The WAL(Redo log) is essential to normal database operations. In some sense “The LOG is the DATABASE” has some truth to it. The WAL stores a log of all activities performed in the database. In other words, it maintains the state of the database system. Having the WAL is useful in many ways and one of the most important role is in replication.
Replication in Postgres makes significant use of the WAL when copying data changes from one database server to another. Every data change, once committed is replicated to all configured standbys from reading the WAL. It is important that the WAL is stored durably and long enough for new changes to be replicated to standbys.

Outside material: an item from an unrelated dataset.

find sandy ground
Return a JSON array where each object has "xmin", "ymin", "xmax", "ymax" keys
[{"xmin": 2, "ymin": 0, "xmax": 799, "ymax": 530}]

Postgres aims to be as resource efficient as possible. WAL files can build up quickly and if not well managed can fill up available disk space bringing the system to a halt. Postgres handles the situation by safely deleting older WAL files, during a checkpoint, to recover disk space for other uses. Once the REDO location is confirmed to be ahead of a WAL file( i.e data has been flushed up to that point) then, that WAL file and all other old files are removed or recycled as part of the database cleanup process. An issue with this process is that a WAL file can be deleted before its changes are safely replicated downstream to standbys: leading to inconsistency between the primary/publisher and a standby/subscriber. When this occurs, replication would normally stop until the issue is fixed or a new full backup is made from the primary node.
Delete Not WAL
Archiving
Postgres offers a few solutions for keeping WALs long enough for standbys to access them before they are deleted. One such solution is continuous archiving. In archiving mode, old WAL files are copied to a separate location before being recycled from the pg_wal
directory. The archive location can be a local disk or remote server. Standbys can still access the archive location during recovery and stay consistent with the primary server. Archiving was used in the post HA Postgres to store old WAL files when setting up the HA cluster.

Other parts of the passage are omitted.